Susan Rose-Ackerman
Susan Rose-Ackerman is the Henry R. Luce Professor Emerita of Law and Political Science at Yale University and professorial lecturer, Yale Law School. She is the author of Democracy and Executive Power: Policymaking Accountability in the US, the UK, Germany, and France (2021); Corruption and Government: Causes, Consequences, and Reform (1999, 2nd ed. with Bonnie Palifka, 2016); Due Process of Lawmaking: The United States, South Africa, Germany, and the European Union (with Stefanie Egidy and James Fowkes, 2015); From Elections to Democracy: Building Accountable Government in Hungary and Poland (2005); Controlling Environmental Policy: The Limits of Public Law in Germany and the United States (1995); Rethinking the Progressive Agenda: The Reform of the American Regulatory State (1992); and Corruption: A Study in Political Economy (1978).
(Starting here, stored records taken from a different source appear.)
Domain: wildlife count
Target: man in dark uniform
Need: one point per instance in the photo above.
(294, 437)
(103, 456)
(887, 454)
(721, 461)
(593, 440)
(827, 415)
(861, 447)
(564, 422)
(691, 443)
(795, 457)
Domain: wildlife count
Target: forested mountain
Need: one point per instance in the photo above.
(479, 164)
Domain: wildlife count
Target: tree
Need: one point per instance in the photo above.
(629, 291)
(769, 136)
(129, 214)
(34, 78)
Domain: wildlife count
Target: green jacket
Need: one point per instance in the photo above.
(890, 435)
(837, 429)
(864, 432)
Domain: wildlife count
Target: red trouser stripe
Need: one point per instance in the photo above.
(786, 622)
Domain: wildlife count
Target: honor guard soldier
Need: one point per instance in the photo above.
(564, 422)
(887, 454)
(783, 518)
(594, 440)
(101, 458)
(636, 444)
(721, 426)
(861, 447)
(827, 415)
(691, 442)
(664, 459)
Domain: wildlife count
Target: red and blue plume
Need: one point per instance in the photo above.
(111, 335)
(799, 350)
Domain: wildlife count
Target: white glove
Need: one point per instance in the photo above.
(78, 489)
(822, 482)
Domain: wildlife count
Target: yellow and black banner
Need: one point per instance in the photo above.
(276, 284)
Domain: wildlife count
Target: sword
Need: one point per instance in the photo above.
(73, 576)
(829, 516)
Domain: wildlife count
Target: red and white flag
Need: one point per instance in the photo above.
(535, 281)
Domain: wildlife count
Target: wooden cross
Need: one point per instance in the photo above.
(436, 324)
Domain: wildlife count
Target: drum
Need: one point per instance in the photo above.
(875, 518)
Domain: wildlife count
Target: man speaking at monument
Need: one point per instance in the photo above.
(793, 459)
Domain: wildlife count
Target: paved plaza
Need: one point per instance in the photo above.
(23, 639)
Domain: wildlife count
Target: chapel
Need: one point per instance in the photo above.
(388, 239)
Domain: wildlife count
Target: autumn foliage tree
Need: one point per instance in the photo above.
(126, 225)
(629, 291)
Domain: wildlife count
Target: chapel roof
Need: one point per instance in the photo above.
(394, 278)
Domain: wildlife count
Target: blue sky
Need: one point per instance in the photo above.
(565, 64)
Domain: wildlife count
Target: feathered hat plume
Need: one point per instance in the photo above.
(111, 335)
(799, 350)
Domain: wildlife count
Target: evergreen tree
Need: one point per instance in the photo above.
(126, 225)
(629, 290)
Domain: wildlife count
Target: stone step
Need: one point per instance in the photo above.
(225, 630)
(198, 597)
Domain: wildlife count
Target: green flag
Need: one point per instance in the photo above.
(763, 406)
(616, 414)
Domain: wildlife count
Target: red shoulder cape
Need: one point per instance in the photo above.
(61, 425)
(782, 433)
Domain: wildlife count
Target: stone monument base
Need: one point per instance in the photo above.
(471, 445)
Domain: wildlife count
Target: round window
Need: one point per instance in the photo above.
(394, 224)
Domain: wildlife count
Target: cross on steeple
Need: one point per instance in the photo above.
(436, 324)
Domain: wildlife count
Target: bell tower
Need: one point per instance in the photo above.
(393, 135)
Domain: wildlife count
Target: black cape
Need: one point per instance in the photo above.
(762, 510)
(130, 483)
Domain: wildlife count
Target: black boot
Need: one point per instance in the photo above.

In 2024 she published two edited books: Public Administration and Expertise in Democratic Governments and Public Sector Performance, Corruption and State Capture in a Globalized World.
She holds a Ph.D. in economics from Yale University and has held fellowships at the Wissenschaftskolleg zu Berlin, at the Center for Advanced Study in the Behavioral Sciences in Palo Alto, at Collegium Budapest, at the Stellenbosch Institute for Advanced Study, and from the Guggenheim Foundation and the Fulbright Commission. She has published widely in the fields of law, economics, and public policy, and she has edited nine books on aspects of corruption and administrative law. Her research interests include comparative regulatory law and policy, the political economy of corruption, public policy and administrative law, and law and economics.